In which I solve for relativism
This may be the most important idea I have ever introduced, and it doesn't matter if I'm not the first person to have introduced it.
All that matters is that I have thought of it, and now you may think of it too.
There's an argument, and some of you may have seen this argument, that goes something like this:
- Are you a better person than you used to be?
- If so, you acknowledge that people can be better than they were.
- You also acknowledge that people can be better than each other. If the current version of yourself is better than a previous version, it logically follows that the current version of yourself may be better than the current versions of the people around you. (It may also be worse.)
- What about the culture in which you live? Is it better than it used to be?
- If so, you acknowledge that cultures can be better than they were.
- You also acknowledge that cultures can be better than each other.
You can see where this is going, of course – and although you can encounter this argument in a number of online communities (and it's most appalling when you find it tucked in somewhere you don't expect, e.g. a series of posts about nutrition and biohacking), I first read it in a book that was ostensibly attempting to prove the existence of the multiverse.
I don't want to name the book.
Nor do I care to call out the author.
I will note that nearly everyone who proposes this argument offers the same counterargument, which runs as follows:
- Well, if you don't believe that cultures can be better than each other, you must be a cultural relativist.
- Which means you must approve of [insert terrible thing here].
This, by the way, was an argument/counterargument we encountered in the Philosophy 101 class I took in college, and at the time we were unequipped to solve it – although if I recall correctly our professor steered us towards what might be considered "relativism as long as no harm is being done to physical bodies," at which point I suppose you have to send in the United Nations Department of Peace Operations.

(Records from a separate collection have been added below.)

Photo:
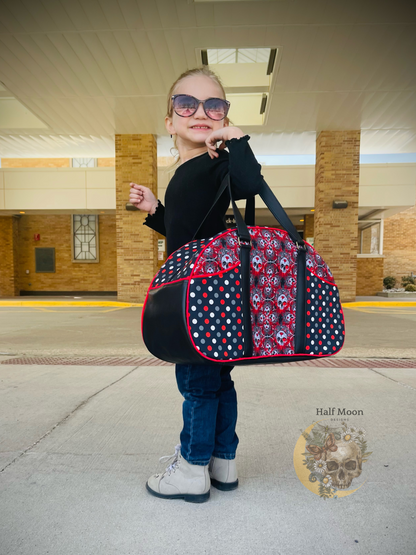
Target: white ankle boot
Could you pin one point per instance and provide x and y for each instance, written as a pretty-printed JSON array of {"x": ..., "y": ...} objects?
[
  {"x": 223, "y": 473},
  {"x": 181, "y": 479}
]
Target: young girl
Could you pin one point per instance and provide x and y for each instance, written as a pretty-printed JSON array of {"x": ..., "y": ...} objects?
[{"x": 197, "y": 119}]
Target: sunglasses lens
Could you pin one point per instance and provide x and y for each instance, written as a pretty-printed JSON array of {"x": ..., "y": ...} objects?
[
  {"x": 185, "y": 105},
  {"x": 216, "y": 108}
]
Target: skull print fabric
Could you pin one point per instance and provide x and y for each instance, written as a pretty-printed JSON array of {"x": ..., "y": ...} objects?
[{"x": 214, "y": 307}]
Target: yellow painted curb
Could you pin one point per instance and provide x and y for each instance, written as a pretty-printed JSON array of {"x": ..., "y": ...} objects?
[
  {"x": 68, "y": 303},
  {"x": 378, "y": 303}
]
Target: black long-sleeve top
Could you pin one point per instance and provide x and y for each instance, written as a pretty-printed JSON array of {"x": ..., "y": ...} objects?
[{"x": 192, "y": 189}]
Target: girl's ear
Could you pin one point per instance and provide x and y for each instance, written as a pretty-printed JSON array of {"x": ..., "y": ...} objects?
[{"x": 169, "y": 125}]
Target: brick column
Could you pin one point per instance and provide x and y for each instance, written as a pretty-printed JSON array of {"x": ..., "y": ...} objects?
[
  {"x": 308, "y": 226},
  {"x": 136, "y": 160},
  {"x": 9, "y": 233},
  {"x": 336, "y": 230}
]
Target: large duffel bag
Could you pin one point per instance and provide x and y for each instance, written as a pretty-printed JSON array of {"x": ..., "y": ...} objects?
[{"x": 249, "y": 294}]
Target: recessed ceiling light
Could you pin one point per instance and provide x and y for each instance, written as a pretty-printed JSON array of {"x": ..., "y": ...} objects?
[{"x": 246, "y": 74}]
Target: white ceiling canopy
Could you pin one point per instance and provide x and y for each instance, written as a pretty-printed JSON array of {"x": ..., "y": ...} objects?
[{"x": 76, "y": 73}]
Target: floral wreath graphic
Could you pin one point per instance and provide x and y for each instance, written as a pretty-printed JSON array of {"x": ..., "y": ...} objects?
[{"x": 334, "y": 456}]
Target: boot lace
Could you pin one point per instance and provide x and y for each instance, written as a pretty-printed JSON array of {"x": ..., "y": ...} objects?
[{"x": 175, "y": 458}]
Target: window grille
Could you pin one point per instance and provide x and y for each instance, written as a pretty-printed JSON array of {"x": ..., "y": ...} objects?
[{"x": 85, "y": 238}]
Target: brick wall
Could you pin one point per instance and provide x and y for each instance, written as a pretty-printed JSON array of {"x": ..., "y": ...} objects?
[
  {"x": 8, "y": 256},
  {"x": 55, "y": 231},
  {"x": 370, "y": 272},
  {"x": 308, "y": 226},
  {"x": 136, "y": 160},
  {"x": 399, "y": 244},
  {"x": 336, "y": 231}
]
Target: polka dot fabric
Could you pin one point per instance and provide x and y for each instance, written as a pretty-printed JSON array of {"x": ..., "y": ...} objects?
[
  {"x": 215, "y": 315},
  {"x": 180, "y": 263},
  {"x": 212, "y": 271},
  {"x": 325, "y": 329}
]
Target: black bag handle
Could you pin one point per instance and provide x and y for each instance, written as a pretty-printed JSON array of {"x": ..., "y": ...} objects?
[{"x": 269, "y": 200}]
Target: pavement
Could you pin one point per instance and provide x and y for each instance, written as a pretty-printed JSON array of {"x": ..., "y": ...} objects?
[{"x": 79, "y": 441}]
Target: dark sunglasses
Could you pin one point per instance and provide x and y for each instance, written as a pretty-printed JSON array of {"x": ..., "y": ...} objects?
[{"x": 186, "y": 105}]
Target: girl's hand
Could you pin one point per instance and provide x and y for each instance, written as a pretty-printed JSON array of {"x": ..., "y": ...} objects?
[
  {"x": 142, "y": 197},
  {"x": 223, "y": 134}
]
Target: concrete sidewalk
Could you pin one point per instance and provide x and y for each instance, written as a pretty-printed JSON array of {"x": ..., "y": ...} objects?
[{"x": 79, "y": 442}]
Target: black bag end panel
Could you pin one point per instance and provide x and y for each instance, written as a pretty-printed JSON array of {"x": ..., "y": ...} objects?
[{"x": 164, "y": 324}]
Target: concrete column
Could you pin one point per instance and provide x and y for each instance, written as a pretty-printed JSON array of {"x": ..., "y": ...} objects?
[
  {"x": 136, "y": 160},
  {"x": 9, "y": 233},
  {"x": 336, "y": 230}
]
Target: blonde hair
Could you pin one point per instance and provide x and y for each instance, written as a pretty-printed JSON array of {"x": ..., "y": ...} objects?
[{"x": 191, "y": 72}]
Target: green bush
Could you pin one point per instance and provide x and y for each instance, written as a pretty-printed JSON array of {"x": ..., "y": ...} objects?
[
  {"x": 410, "y": 287},
  {"x": 389, "y": 282},
  {"x": 408, "y": 279}
]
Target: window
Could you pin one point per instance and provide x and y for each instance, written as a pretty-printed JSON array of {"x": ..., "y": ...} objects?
[{"x": 85, "y": 238}]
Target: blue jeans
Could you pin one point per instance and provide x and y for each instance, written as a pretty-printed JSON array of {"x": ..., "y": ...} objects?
[{"x": 209, "y": 412}]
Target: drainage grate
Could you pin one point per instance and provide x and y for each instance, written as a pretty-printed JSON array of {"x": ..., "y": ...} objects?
[{"x": 152, "y": 361}]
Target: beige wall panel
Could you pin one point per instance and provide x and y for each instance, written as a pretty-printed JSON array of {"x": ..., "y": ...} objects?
[
  {"x": 1, "y": 191},
  {"x": 101, "y": 199},
  {"x": 387, "y": 174},
  {"x": 45, "y": 199},
  {"x": 101, "y": 179},
  {"x": 387, "y": 195},
  {"x": 41, "y": 179},
  {"x": 295, "y": 176}
]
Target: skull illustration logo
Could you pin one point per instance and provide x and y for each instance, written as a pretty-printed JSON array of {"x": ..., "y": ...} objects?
[
  {"x": 281, "y": 337},
  {"x": 256, "y": 298},
  {"x": 256, "y": 262},
  {"x": 282, "y": 301},
  {"x": 284, "y": 264},
  {"x": 226, "y": 260},
  {"x": 344, "y": 464}
]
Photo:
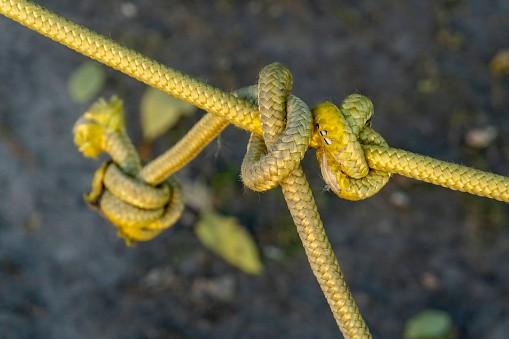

Which bothered me, for decades, because I am not a mind-body dualist and I'm not even sure I'm a relativist. In fact, that one philosophy class was enough to put me off philosophy, as a discipline, until I finally understood that philosophy could be viewed as a form of systems thinking.
At which point I began to study it on my own.
And with Larry.
If you've been reading my blog for more than five minutes, you already know that I consider Larry to be the best person I've ever met, and the joke is always that I should have met more people.
And yet, at our wedding, I told everyone not only that Larry was the best person I'd ever known, but also that my family was the best family – and that I knew many of them thought the exact same thing about the people they loved.
In other words, I said –
and everyone understood this –
"Larry is the best, and our family is the best, because everyone you love is the best."
So much for ranking people by better or worse – and if you're going to take that argument to the same place people have often taken it, so much for ranking cultures.
How do you solve for relativism, then?
It came to me during a Unitarian service, when I suddenly realized that if love were in fact a superpositional state in which you were able to observe a person at both zero and one and actively want them to get to one, you could do the same thing for cultures.
(Or regions, or countries, or forms of government, or whatever you are tempted to rank and condemn.)
Observing the process towards integration does not mean wanting everyone to end up in the same place. Nor does it mean categorizing people, or groups of people, by who learns something new first.
It does, however, mean actively wanting universal integration, even though – and especially because – each individual integration may be unique.
(You might call this world peace, although that seems a bit trite for what I'm trying to describe.)
(It was also what Oscar Wilde was writing about, yesterday.)
Many people would prefer at least some disintegration so they could take control over people/cultures/countries they believe to be less capable than themselves, but you don't need me to get into that right now.
Instead I will stop here, and acknowledge that I still don't have the right words for what I mean by "actively want." It's not passive, but neither is it an interference. "Help" might be the better word, but sometimes the best help you can give a person who is trying to work something out is to leave them alone.
Because love, like quantum mechanics, does in fact resolve through nothing more than attention –
and every subsequent re-solving gets you that much closer to one, which is why you are a better person now than you used to be.